Not a complete answer.

Denote $n=N/2$. Note that $$ \sum _{m=1}^n \cos ^{2 s+1}\left(\frac{2 \pi m}{2 n+1}\right)=-\frac{1}{2},\qquad s=0,1,\ldots,n-1. $$ This is an elementary identity, that can be checked independently. Or one can just observe that it is a consequence of Chebyshev-Gauss quadrature.

Now, expanding the sine into Taylor series and summation with the above formula gives for the leading non-zero term $$ S(a,N)\approx (-1)^{N/2}\frac{4(2 a)^{N-1}}{N!}\left(\frac{1}{2}+\sum_{m=1}^n\cos ^{N+1}\left(\frac{2 \pi m}{N+1}\right)\right). $$ This approximate formula has been confirmed numerically: With increasing $N$, the ratio of the sum and the approximate expression seems to approach $1$. Thus, the approximate expression captures the dependence on $a$. However what to do next is unclear. The sum in paranthesis is also exponentially small. And how to prove that the terms with higher powers of $a$ can be neglected?

First, we rewrite the sum as a sum over the full period $$ S(a,N)=\frac{2}{N+1}\sum_{j=1}^{N+1} \sin^2\left( \frac{2\pi j}{N+1} \right)\sin \left( 2 a \cos \left( \frac{2\pi j}{N+1} \right) \right). $$ Denote $$ g(k,m)=\sum _{j=1}^m \cos ^{k}\left(\frac{2 \pi j}{m}\right). $$ Then the coefficients $a^{2k+1}$ of the Taylor series expansion of $S(a,N)$ is $$ \frac{2(-1)^k}{N+1}\frac{2^{2k+1}}{(2k+1)!}\left(g(2k+1,N+1)-g(2k+3,N+1)\right). $$ It is known that (see e.g. this article ) $$ g(k,m)=\frac{m}{2^k}\sum_{r=-\lfloor k/m\rfloor,\,rm+k\,\mathrm{even}}^{\lfloor k/m\rfloor}\binom{k}{\tfrac{rm+k}{2}}. $$ In particular $$ g(2k+1,2n+1)=0,\qquad k=0,1,2,\ldots,n-1.\quad (n=N/2) $$ Observe that this is also a consequence of Chebyshev-Gauss quadrature.

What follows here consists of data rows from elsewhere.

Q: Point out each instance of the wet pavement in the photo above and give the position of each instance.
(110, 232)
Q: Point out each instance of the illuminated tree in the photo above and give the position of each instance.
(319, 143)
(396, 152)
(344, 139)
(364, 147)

Now, summation with the above formula shows that coefficient of $a^{2k+1}$ in the Taylor series expansion of $S(a,N)$ with $k=0,1,2,\ldots,n-2$ vanish. The first non-vanishing term corresponds to $k=n-1$: \begin{align} S(a,N)&\approx (-1)^{N/2}\frac{2(2 a)^{N-1}}{N!}g(N+1,N+1)\\ &=(-1)^{N/2}\frac{2(2 a)^{N-1}}{N!}\frac{2(N+1)}{2^{N+1}}\\ &\approx \frac{(-1)^{N/2} a^{N-1}}{(N-1)!}. \end{align} This approximate formula has been confirmed numerically: With increasing $N$, the ratio of the sum and the approximate expression seems to approach $1$.

The higher order coefficients probably can be estimated too with the formulas above, and they will be much smaller than the leading coefficient. This is left as an exercise.